CALLER: I know, right?
PAXIL BUSPAR: But I'm afraid that you really have to catch this professor with the goodies before we can kick down his door and scare his children and elderly grandmother to death.
ADDERALL ZOLOFT: I feel for you, caller, but it's not yet quite illegal to speak about positive uses of evil substances like... like... you know what.
ADDERALL ZOLOFT: Yes, caller, like the substance whose name must not be spoken.
CALLER: Sorry about that.
PAXIL BUSPAR: It's all good. Just keep an eye on this professor of yours and maybe even record his classes for us.
ADDERALL ZOLOFT: Yeah, then send us the tape when he incriminates himself.
CALLER: But isn't that illegal?
PAXIL BUSPAR: Illegal? That's a good one.
ADDERALL ZOLOFT: You're talking to the DEA, caller. Where there's a will, there's a way, right?
PAXIL BUSPAR: Yeah, haven't you seen those movies 23 like "Running with the Devil," where we hang suspects from meat hooks and shoot them in cold blood at point-blank range?
CALLER: Oh, right.
ADDERALL ZOLOFT: That's why we're overseen by a drug czar, baby, so that everyone will know that we're going to play fast and loose with the U.S. constitution.
The drug war is laughable -- or it would be if the drug warriors hadn't deprived us of laughing gas, the substance that William James himself used to study alternate realities.
Drug Warriors will publicize all sorts of drug use -- but they will never publicize sane and positive drug use. Drug Warrior dogma holds that such use is impossible -- and, indeed, the drug war does all it can to turn that prejudice into a self-fulfilling prophecy.
The Holy Trinity of the Drug War religion is Janis Joplin, Jimi Hendrix, and John Belushi. "They died so that you might fear psychoactive substances with all your heart and with all your soul and with all your mind and with all your strength."
Anyone who has read Pihkal by Alexander Shulgin knows that the drug warriors have it exactly backwards. Drugs are our friends. We need to find safe ways to use them to improve ourselves psychologically, spiritually and mentally.

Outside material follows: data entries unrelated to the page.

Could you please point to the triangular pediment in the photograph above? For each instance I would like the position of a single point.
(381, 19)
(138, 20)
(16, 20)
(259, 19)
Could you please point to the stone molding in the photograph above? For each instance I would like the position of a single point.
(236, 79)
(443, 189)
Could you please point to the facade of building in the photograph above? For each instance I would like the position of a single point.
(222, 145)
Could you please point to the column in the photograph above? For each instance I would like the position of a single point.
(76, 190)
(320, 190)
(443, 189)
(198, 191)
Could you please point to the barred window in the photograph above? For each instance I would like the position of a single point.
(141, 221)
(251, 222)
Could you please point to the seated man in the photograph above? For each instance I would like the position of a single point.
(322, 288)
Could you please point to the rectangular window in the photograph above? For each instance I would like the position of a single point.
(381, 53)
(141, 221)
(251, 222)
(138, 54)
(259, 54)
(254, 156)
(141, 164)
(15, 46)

The drug war outlaws everything that could help both prevent addiction and treat it. And then they justify the war on drugs by scaring people with the specter of addiction. They NEED addiction to keep the drug war going.
Americans heap hypocritical praise on Walt Whitman. What they don't realize is that many of us could be "Walt Whitman for a Day" with the wise use of psychoactive drugs. To the properly predisposed, morphine gives a DEEP appreciation of Mother Nature.

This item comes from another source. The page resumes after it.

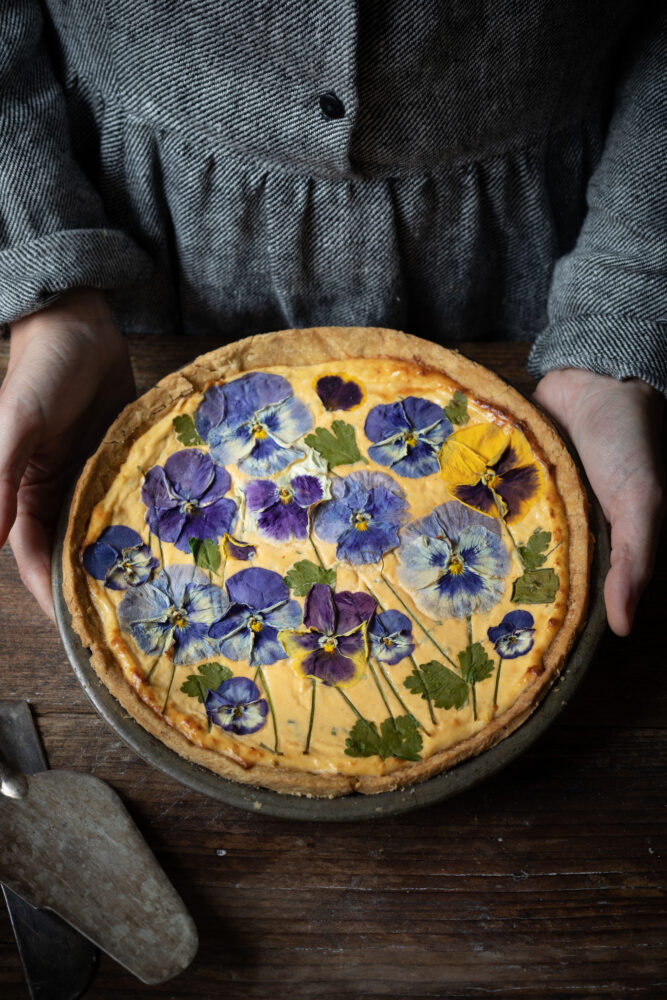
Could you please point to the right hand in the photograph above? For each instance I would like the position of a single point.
(69, 374)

When it comes to "drugs," the government plays Polonius to our Ophelia:
OPHELIA: I do not know, my lord, what I should think.
POLONIUS: Marry, I'll teach you; think yourself a baby!
Folks like Sabet accuse folks like myself of ignoring the "facts." No, it is Sabet who is ignoring the facts -- facts about dangerous horses and free climbing. He's also ignoring all the downsides of prohibition, whose laws lead to the election of tyrants.
The FDA should have no role in approving psychoactive medicine. They evaluate them based on materialist standards rather than holistic ones. In practice, this means the FDA ignores all glaringly obvious benefits.
The confusion arises because materialists insist that every psychological problem is actually a physical problem, hence the disease-mongering of the DSM. This is antithetical to the shamanic approach, which sees people holistically, as people, not patients.
Malcolm X sensed an important truth about drugs: the fact that it was always a self-interested category error for Americans to place medical doctors in charge of mind and mood medicine.